A proposito di buone notizie, ieri uno striscione nero, stiracchiato proprio di fronte al Duomo, annunciava che Milano ha un nuovo centro sociale: si chiama Conchetta, vive e festeggia al quartiere Ticinese, e, nell'attesa di capire come andrà a finire la vicenda giudiziaria che lo vede contrapposto al Comune di Milano, in queste ore si sta godendo l'imperdibile spettacolo del vicesindaco De Corato che schiuma rabbia e straparla a ruota libera per mascherare la brutta figura (pare che la questura non gradisca il fatto che Palazzo Marino abbia pubblicamente scaricato sulla polizia la responsabilità dello sgombero). «Se lo sono ripresi di notte con la fiamma ossidrica, come i rapinatori», si lamenta De Corato. E la questura tace, dopo aver lasciato via libera. Bene. Se la vedano tra di loro. Daniele Farina, portavoce del Leoncavallo, dà una sua versione del blitz improvviso di venerdì sera che ha liberato Conchetta: «Non è stata una rioccupazione, non è giusto chiamarla così. Si è trattato di un reintegro del possesso da parte della città dello spazio che era stato occupato illegalmente dal Comune di Milano». Luciano Muhlbauer, consigliere regionale Prc, confida ancora nel buon senso del Comune di Milano, almeno ci prova: «La rioccupazione è una buona notizia per Milano e costituisce una opportunità per l'amministrazione comunale per tornare sulla via del dialogo, poiché rimuove il vulnus dello sgombero del 22 gennaio scorso, i cui contorni sono tutt'ora avvolti da una fitta nebbia».
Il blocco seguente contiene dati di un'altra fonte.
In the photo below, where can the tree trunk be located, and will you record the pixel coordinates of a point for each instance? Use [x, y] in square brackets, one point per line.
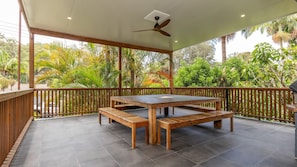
[224, 57]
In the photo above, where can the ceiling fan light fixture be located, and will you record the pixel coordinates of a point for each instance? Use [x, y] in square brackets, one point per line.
[155, 13]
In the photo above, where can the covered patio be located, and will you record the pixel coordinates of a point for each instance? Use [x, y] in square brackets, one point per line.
[81, 141]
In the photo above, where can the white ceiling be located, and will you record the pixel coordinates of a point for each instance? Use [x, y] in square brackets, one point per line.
[192, 21]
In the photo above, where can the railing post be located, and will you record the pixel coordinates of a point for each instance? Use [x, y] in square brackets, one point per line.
[227, 99]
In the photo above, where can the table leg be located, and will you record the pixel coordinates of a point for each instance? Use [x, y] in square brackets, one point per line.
[218, 105]
[152, 126]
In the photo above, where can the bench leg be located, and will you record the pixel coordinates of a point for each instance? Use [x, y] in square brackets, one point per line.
[166, 109]
[231, 124]
[146, 134]
[168, 139]
[133, 135]
[218, 124]
[99, 118]
[159, 135]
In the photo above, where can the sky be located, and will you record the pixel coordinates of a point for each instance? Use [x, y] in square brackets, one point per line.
[9, 20]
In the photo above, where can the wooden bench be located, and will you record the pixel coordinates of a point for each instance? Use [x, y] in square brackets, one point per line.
[189, 120]
[130, 120]
[197, 108]
[126, 106]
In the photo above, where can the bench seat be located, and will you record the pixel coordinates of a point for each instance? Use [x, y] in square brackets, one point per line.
[130, 120]
[189, 120]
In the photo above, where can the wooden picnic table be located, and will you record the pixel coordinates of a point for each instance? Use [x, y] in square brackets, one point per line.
[152, 102]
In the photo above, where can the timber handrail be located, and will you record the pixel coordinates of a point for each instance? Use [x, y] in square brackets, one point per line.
[130, 120]
[189, 120]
Forse non bastano il sole, una partita vinta e tutti quei cioccolatini omaggio incartati nell'ahmore per dire che la sinistra milanese sta cominciando a rimettere insieme i pezzi per reagire alla paralizzante cupezza che l'ha mezza cancellata, però mai come in questi giorni ci si sta dando da fare per dire come dice ReteScuole: «Io non ci sto». Chi ci sta? «Vogliamo che le forze politiche democratiche del nostro paese sostengano con maggior forza e coerenza le battaglie in difesa della scuola e aprano con maggiore convinzione una campagna a livello nazionale tra la gente, nelle strade, sui temi della scuola, della cultura e della ricerca». Lo scrivono genitori e insegnanti della scuola Iqbal Masil in una lettera aperta a Walter Veltroni. «Ecco, nella campagna di informazione ci sarebbe piaciuto essere in compagnia di altri. Crediamo che l'assetto democratico del paese sia così grave, da meritare un eccezionale sforzo». E chiudono: «C'è un modo infallibile per perdere una battaglia: non combatterla». Capito Walter?